Designing for confidence rather than convenience. Match explanations, evidence visibility,
and relevance indicators helped users validate information before reuse.
03. Collaborative Review & Ownership
Goal: Preserve accountability throughout complex diligence processes.
DDQs often require multiple stakeholders across legal, compliance, and investment teams.
We designed systems for:
Assignments
Comments
Status tracking
Shared ownership
Review histories
AI became a collaborator—not a decision maker.
Institutional trust depends on clear ownership. By designing explicit review processes, we
ensured accountability remained with people rather than algorithms.
04. Historical Context & Institutional Memory
Goal: Preserve organizational knowledge across years of submissions.

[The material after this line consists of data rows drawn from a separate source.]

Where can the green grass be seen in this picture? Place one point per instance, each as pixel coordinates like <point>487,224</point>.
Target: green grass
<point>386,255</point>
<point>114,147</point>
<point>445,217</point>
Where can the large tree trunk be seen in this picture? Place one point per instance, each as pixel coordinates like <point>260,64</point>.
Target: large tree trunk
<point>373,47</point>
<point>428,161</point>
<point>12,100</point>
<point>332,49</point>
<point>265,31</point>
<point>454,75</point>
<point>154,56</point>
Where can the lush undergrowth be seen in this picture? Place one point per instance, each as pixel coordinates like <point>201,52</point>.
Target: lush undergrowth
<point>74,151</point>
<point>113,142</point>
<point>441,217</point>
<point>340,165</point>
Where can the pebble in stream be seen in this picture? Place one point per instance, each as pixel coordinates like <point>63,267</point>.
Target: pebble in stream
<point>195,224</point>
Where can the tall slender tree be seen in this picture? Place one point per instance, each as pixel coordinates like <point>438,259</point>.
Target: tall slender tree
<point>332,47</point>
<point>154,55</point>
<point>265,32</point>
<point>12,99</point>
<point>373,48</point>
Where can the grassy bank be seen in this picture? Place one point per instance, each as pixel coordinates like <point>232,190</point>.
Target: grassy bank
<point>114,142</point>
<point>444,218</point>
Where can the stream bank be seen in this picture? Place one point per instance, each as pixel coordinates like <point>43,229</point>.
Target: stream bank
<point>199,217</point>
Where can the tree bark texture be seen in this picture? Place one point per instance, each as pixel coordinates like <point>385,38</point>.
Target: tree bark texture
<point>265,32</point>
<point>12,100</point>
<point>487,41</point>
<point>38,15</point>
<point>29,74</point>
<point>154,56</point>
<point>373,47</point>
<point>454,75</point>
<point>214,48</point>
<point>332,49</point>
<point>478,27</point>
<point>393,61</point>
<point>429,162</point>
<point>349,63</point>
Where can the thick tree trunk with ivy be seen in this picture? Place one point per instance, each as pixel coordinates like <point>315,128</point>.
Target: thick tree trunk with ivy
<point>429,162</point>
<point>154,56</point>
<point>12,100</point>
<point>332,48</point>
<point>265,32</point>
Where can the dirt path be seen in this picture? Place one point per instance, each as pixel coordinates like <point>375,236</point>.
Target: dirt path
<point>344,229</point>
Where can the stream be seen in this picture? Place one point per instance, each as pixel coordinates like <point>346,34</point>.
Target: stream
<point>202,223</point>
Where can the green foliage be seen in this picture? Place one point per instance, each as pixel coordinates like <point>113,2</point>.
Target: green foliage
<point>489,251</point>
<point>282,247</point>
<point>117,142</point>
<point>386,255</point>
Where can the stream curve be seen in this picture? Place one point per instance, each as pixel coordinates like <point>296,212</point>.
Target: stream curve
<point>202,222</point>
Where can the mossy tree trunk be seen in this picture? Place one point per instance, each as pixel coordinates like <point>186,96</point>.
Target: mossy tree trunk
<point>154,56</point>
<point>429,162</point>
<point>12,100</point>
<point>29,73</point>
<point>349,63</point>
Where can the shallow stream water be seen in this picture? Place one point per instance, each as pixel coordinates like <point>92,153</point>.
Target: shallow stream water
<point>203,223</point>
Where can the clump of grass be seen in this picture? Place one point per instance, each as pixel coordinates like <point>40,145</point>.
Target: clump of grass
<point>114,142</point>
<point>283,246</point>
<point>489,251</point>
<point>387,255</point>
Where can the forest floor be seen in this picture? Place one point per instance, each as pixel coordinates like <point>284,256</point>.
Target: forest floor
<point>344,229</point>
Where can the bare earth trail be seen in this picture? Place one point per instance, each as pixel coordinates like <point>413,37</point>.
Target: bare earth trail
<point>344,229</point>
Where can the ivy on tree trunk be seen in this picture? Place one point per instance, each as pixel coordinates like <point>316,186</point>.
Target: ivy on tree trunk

Users could revisit previous decisions, compare historical answers, and understand how
information evolved over time.
Rather than treating each DDQ as a one-off task, we designed a system that continuously
accumulated institutional expertise.
The most valuable knowledge already existed inside organizations—it simply lacked
structure. Historical visibility transformed past work into future leverage.
05. AI-Powered Prioritization & Guidance
Goal: Help teams understand what deserves attention next.
Instead of asking users:
"What would you like me to generate?"
The agent answered questions like:
What requires legal review?
Which responses have low confidence?
What changed since last year?
What information lacks supporting evidence?

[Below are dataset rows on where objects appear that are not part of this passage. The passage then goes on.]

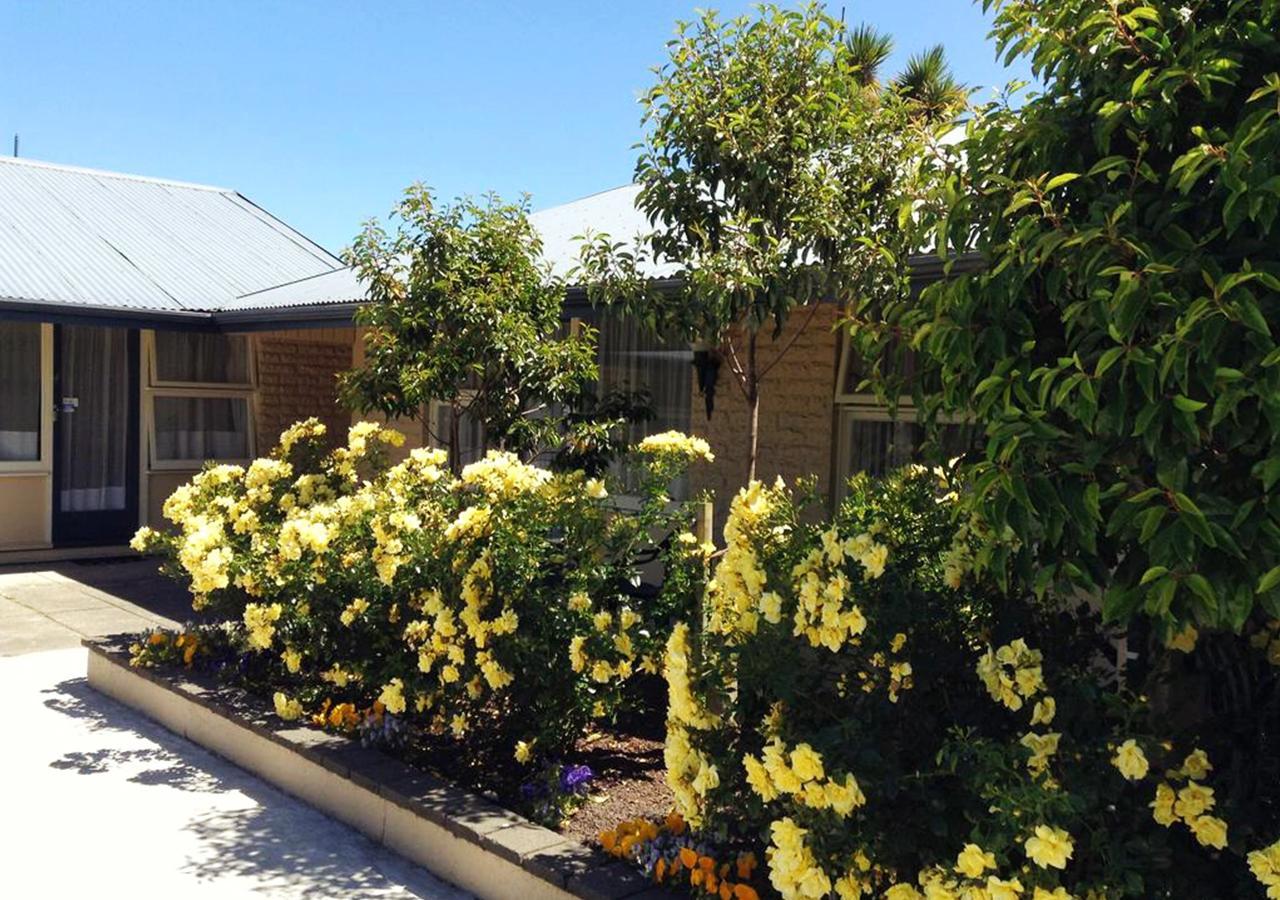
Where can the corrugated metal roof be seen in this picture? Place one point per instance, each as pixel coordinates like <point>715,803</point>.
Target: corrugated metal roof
<point>339,286</point>
<point>101,240</point>
<point>611,213</point>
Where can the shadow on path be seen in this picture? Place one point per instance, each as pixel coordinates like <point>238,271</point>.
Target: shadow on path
<point>246,830</point>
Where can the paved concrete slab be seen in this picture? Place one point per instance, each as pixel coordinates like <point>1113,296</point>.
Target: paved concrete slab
<point>54,606</point>
<point>101,802</point>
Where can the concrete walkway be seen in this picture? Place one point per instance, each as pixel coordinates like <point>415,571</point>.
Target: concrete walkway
<point>101,802</point>
<point>97,800</point>
<point>55,604</point>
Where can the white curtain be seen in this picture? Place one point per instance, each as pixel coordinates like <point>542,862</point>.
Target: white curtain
<point>95,379</point>
<point>201,428</point>
<point>19,391</point>
<point>196,357</point>
<point>632,357</point>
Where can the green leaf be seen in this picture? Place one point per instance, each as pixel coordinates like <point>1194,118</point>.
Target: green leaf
<point>1269,581</point>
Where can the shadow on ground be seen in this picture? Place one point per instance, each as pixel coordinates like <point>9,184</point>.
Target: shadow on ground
<point>247,830</point>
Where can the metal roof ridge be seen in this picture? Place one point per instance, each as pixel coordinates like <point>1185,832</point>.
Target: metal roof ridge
<point>296,281</point>
<point>109,173</point>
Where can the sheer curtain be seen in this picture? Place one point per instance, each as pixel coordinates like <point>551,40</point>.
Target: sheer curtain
<point>201,428</point>
<point>634,357</point>
<point>19,392</point>
<point>197,357</point>
<point>95,435</point>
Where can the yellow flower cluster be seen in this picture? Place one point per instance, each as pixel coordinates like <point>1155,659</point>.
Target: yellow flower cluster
<point>260,622</point>
<point>736,595</point>
<point>690,773</point>
<point>287,708</point>
<point>393,697</point>
<point>307,430</point>
<point>1130,761</point>
<point>501,475</point>
<point>823,613</point>
<point>1043,748</point>
<point>362,439</point>
<point>1011,674</point>
<point>1265,864</point>
<point>792,869</point>
<point>800,775</point>
<point>1048,846</point>
<point>1191,803</point>
<point>443,636</point>
<point>677,444</point>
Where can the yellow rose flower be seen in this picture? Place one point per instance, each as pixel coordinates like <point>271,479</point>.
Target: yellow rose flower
<point>1050,846</point>
<point>1130,761</point>
<point>973,860</point>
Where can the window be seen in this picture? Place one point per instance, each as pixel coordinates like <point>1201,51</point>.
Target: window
<point>196,357</point>
<point>201,392</point>
<point>470,429</point>
<point>201,428</point>
<point>635,359</point>
<point>871,439</point>
<point>19,392</point>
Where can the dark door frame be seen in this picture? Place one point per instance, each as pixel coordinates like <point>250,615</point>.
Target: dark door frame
<point>114,526</point>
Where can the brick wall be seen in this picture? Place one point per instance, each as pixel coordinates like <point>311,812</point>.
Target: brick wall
<point>796,412</point>
<point>296,379</point>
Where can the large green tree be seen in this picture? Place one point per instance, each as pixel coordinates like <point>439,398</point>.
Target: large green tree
<point>1119,346</point>
<point>773,170</point>
<point>462,310</point>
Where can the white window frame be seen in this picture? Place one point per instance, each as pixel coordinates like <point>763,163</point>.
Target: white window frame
<point>853,406</point>
<point>155,388</point>
<point>44,461</point>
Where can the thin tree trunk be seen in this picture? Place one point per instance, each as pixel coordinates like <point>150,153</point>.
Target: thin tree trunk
<point>455,441</point>
<point>753,402</point>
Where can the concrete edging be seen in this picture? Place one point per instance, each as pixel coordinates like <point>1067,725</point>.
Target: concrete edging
<point>461,837</point>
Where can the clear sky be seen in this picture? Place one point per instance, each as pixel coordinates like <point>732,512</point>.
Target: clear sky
<point>324,112</point>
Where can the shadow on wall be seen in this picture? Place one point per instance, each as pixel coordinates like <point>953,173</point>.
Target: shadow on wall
<point>248,828</point>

What is the highest-risk submission today?
The AI functioned less like a chatbot and more like a strategic partner.
Designing an AI that prioritizes human attention rather than replacing human judgment.
The system helped teams focus on risk, confidence, and next actions instead ofautomation alone.
[01]
design system
Design System
Working from a blank slate, our team established a scalable enterprise design language to
support a rapidly evolving product ecosystem.
Contributions included:
Component libraries
Typography systems
Color foundations
Interaction patterns
Layout structures
Empty, loading, and error states
Design documentation and engineering handoff materials
The system enabled consistency across multiple workflows while supporting highly
information-dense interfaces.
[01]
conclusion
Reflection
Designing Norric was about more than creating an AI-powered diligence platform—it challenged how I approach product design itself.
As an early-stage startup, the product vision was constantly evolving. Requirements shifted, priorities changed, and workflows were frequently redefined. Rather than simply designing screens, our team had to continuously question assumptions, align fragmented ideas, and shape a coherent product experience from the ground up.
These challenges reinforced a core principle of my design process:
By reframing the challenge from "How can AI automate more work?" to "How can AI help people make better, more confident decisions?", we established a product direction centered around:
Explainable AI recommendations
Institutional knowledge reuse
Human oversight and accountability
Collaborative decision-making
Enterprise-scale information architecture
Ultimately, this project taught me that one of a designer's most valuable skills is navigating ambiguity. When product direction isn't fully defined, design becomes a tool for creating clarity—not just polished interfaces.